ATLANTA (AP) There is no escaping Nick Saban’s influence on the Southeastern Conference. His coaching tree was represented on each of the four days of the SEC’s media gathering.
South Carolina’s Will Muschamp, who was Saban’s defensive coordinator when LSU won the 2003 national championship, took the stage on Thursday. It was no surprise he was asked to talk about Saban.
New Texas A&M coach Jimbo Fisher, who also worked under Saban at LSU, took his turn on Monday. Then came two of Saban’s former Alabama defensive coordinators – Georgia’s Kirby Smart on Tuesday and new Tennessee coach Jeremy Pruitt on Wednesday.
”When you work for coach Saban, it’s a total education in the game of football, recruiting, all of the things that you got to do to be successful,” Muschamp said.
Muschamp and the other former Saban assistants all are chasing the Alabama legend in the Southeastern Conference.
It’s not easy to top the mentor. Saban is 12-0 against his former assistants, including a win over Smart’s Bulldogs in last season’s national championship game. Even in a season in which Smart took Georgia to its first SEC title since 2005, it wasn’t enough to beat Saban in the biggest game.
Still, university presidents and athletic directors in the SEC can’t be blamed for looking to hire coaches who have trained under Saban, who has won six national championships, including five at Alabama.
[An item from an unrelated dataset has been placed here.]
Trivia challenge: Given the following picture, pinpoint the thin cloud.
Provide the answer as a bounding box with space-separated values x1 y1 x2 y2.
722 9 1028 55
”You are what your record is,” Muschamp said. ”Nick is the best coach in college football because of the accomplishments he’s had. He’s done an outstanding job running his program from a scheme standpoint, from a recruiting standpoint, from a development standpoint. You name it, he does an outstanding job.”
Alabama is 125-14 under Saban in the last 10 seasons, the most wins by any FBS school in a 10-year span in The Associated Press poll era (since 1936).
Perhaps SEC administrators have hoped some of Saban’s magic comes as part of the package when hiring his former assistants. Or maybe they’ll have a hotline to Saban for help in times of crisis.
Pruitt poked a little fun at that idea.
”You think coach Saban is going to give me advice?” Pruitt asked.
Actually, yes. Saban said he often takes calls seeking advice.
”Well, there’s been many occasions where the guys that are coaching other places, even in our league, call on occasion and ask questions about things that may be a management problem for them, whether it’s their quarterback situation, whether it’s what I think of a certain rule or something that’s going to happen in the future,” Saban said Wednesday.
”Sometimes I call them and ask for their advice and their opinion on things.”
Perhaps the most important advice is to avoid trying to impersonate anyone, including Saban.
”What I tell every guy that when they leave, whether it was Jim McElwain or Kirby or whoever, I said the most important thing for you, when you go to be your own head coach, is you have to be who you are,” Saban said. ”You have to be yourself.”
Pruitt also coached under Mark Richt at Georgia and Fisher at Florida State. He had the longest stay, eight years, under Saban.
Pruitt described Saban as ”relentless.”
”Nobody works harder than he does,” Pruitt said. ”He’s a great coach, great teacher.”
Saban’s SEC coaching tree also includes former Florida coach Jim McElwain and former Tennessee coaches Derek Dooley and Lane Kiffin. His influence extends outside the league to such current coaches as Michigan State’s Mark Dantonio, Houston’s Major Applewhite and Oregon’s Mario Cristobal.
Current NFL coaches who worked under Saban include Atlanta Falcons’ Dan Quinn, Dallas Cowboys’ Jason Garrett and Miami Dolphins’ Adam Gase.